Thursday, October 25, 2012

Will this Setback the Future of Altnerative Energy in the U.S.?

Drill, baby, drill.   We've heard of America's natural gas bounty realized by extensive fracking.   Overlooked, however, is the success of fracking in U.S. oil production.   The Associated Press reports the United States may soon become the world's top oil producer.

U.S. oil output is surging so fast that the United States could soon overtake Saudi Arabia as the world's biggest producer.

Driven by high prices and new drilling methods, U.S. production of crude and other liquid hydrocarbons is on track to rise 7 percent this year to an average of 10.9 million barrels per day. This will be the fourth straight year of crude increases and the biggest single-year gain since 1951.

The boom has surprised even the experts.

...The United States will still need to import lots of oil in the years ahead. Americans use 18.7 million barrels per day. But thanks to the growth in domestic production and the improving fuel efficiency of the nation's cars and trucks, imports could fall by half by the end of the decade.

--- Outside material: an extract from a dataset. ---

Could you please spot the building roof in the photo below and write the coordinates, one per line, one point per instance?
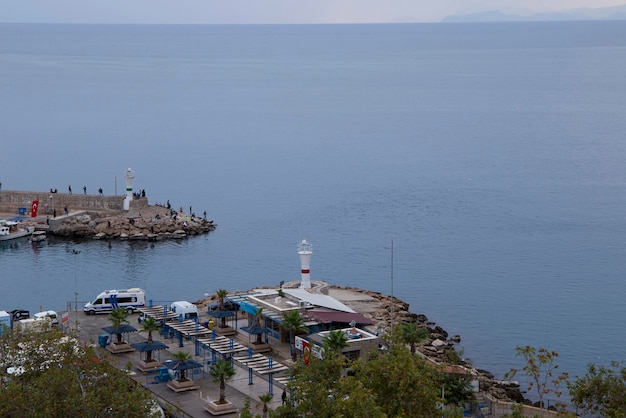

...The major factor driving domestic production higher is a newfound ability to squeeze oil out of rock once thought too difficult and expensive to tap. Drillers have learned to drill horizontally into long, thin seams of shale and other rock that holds oil, instead of searching for rare underground pools of hydrocarbons that have accumulated over millions of years.

Two things seem likely from America's petroleum bonanza.   With a declining dependence on imported oil there'll be less pressure on American governments to move toward alternative energy.   And that same declining dependence on imported oil will (probably already has) sent alarm bells ringing from the Prime Minister's Office to the Alberta legislature, increase pressure to push the Northern Gateway through and up the chances of a showdown between Ottawa and British Columbia.

1 comment:

Purple library guy said...

These technologies are being employed by multinational companies. I expect this will spread worldwide fairly quickly, producing a considerable increase in world crude production, at least for a while. The impact on world prices could be significant--peak effectively put off yet again.

Basically, at this rate renewables aren't going to take over until the ongoing cost reductions make them definitively cheaper than fossil fuels. Which will happen, just not as fast as we'd like.